ルノアールはおおむね招待券で行くため、 このブログでも3〜4回はご紹介しましたが、今回は見たことのない作品が多く、なかなか興味深い展覧会でした。
意外だったのは、この展覧会の目玉である「ムーラン・ド・ラ・ギャレット」がサロンに出品されたということでした。
サロンは当時フランス最大の画壇で、日展や二科展など日本画壇もここをお手本に創設されたという、アートの巨大な権威でした。
サロンを落選したマネたちが、開催中の展覧会の隣で「落選展」を開催したのが印象派のはじまりですから、本来なら印象派の巨匠筆頭であるルノアールが出品するのもおかしな話です。しかもこの時、ルノアールは印象派展に出品していなかったというのも興味深いところ。
ルノアールは人の信頼を裏切るようなタイプではなく、ましてカラヴァッジョのようにケンカを好む人ではないので、これはどういったことでしょう。
その後もモネら印象派の画家と親交を結んでいたのですから、トラブルがあったわけでもなさそうです。
たぶん、ルノアール自身は印象派の画家という意識も、サロンの属しているといった意識もなかったのでないかな。モネのように、藁束を一日中眺めているようなことは、一切しておらず、淡々と道を極めていく優等生タイプの画家でしたから。

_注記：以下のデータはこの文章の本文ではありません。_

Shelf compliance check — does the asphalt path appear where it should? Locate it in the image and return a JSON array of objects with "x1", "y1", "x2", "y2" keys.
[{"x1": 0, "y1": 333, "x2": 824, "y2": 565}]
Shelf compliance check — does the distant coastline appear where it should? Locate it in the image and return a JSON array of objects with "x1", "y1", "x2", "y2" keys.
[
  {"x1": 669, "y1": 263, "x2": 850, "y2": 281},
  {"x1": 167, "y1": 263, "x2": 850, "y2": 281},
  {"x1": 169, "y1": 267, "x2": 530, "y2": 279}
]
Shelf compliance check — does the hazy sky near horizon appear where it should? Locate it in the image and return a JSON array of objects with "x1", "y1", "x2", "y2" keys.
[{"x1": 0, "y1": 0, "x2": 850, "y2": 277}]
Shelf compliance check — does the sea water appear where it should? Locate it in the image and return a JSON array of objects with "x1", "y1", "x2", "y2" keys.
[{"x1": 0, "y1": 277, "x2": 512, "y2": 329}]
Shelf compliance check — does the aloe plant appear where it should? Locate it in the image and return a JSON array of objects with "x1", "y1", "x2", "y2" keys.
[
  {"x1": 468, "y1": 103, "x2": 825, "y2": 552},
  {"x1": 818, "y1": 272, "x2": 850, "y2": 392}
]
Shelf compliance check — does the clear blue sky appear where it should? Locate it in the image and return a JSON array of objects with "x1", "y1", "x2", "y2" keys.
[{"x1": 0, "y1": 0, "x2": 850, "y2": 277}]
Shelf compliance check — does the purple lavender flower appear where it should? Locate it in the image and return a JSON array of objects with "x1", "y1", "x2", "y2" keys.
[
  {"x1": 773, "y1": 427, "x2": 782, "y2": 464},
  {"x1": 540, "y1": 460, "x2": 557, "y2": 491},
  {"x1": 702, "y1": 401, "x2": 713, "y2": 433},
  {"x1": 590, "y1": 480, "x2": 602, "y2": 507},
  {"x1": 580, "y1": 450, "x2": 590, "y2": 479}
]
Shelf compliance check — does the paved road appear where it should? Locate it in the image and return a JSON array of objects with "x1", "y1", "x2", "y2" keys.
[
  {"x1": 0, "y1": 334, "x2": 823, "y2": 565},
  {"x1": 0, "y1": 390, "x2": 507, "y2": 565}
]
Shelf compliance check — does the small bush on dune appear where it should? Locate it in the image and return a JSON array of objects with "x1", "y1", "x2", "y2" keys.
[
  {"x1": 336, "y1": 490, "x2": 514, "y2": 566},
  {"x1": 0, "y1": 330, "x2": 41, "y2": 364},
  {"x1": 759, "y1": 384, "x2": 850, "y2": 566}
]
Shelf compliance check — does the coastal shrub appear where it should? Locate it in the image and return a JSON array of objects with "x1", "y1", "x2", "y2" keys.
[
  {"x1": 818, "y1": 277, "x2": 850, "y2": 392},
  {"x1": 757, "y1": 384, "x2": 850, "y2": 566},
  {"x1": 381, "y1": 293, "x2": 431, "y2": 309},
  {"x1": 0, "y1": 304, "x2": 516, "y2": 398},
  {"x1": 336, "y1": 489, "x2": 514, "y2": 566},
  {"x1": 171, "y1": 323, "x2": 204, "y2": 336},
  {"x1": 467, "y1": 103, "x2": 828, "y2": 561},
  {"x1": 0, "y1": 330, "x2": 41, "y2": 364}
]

後世の人が、印象派にルノアールを位置づけしただけかもしれません。
順風満帆な画家人生を送っていったルノアールですが、50歳を過ぎた頃から持病のリウマチに悩まされます。
指も腕も動かなくなり、手に筆を縛り付けて描いた晩年の映像が館内に流れていたのが印象的かつ感動的なでした。
「よく手が動かないのに描けますね」
「絵は手で描くものじゃない、目で描くものだ」
と言った話は有名で、わたしも若い頃はこのセリフをよく使わせてもらいました。
ただ、実際にそうやって描いたルノアールの作品。
二重三重になったおなかの女性は、やはり全盛期のルノアール作品に及びません。
細かいところがどうしても描けないので、筆の線が上下にだけ動いていて、そこが味といえば味なのですが、やはり・・・
あれはルノアールブランドがあるから価値がある。
腕に筆を縛り付けて描いたエピソードとセットになっているところが、なきにしもあらずです。
でも、その姿はわたしの亡き父を思い出させました。やっぱり元のように描けなくても、何か心を打たれるものはあると感じたものでした。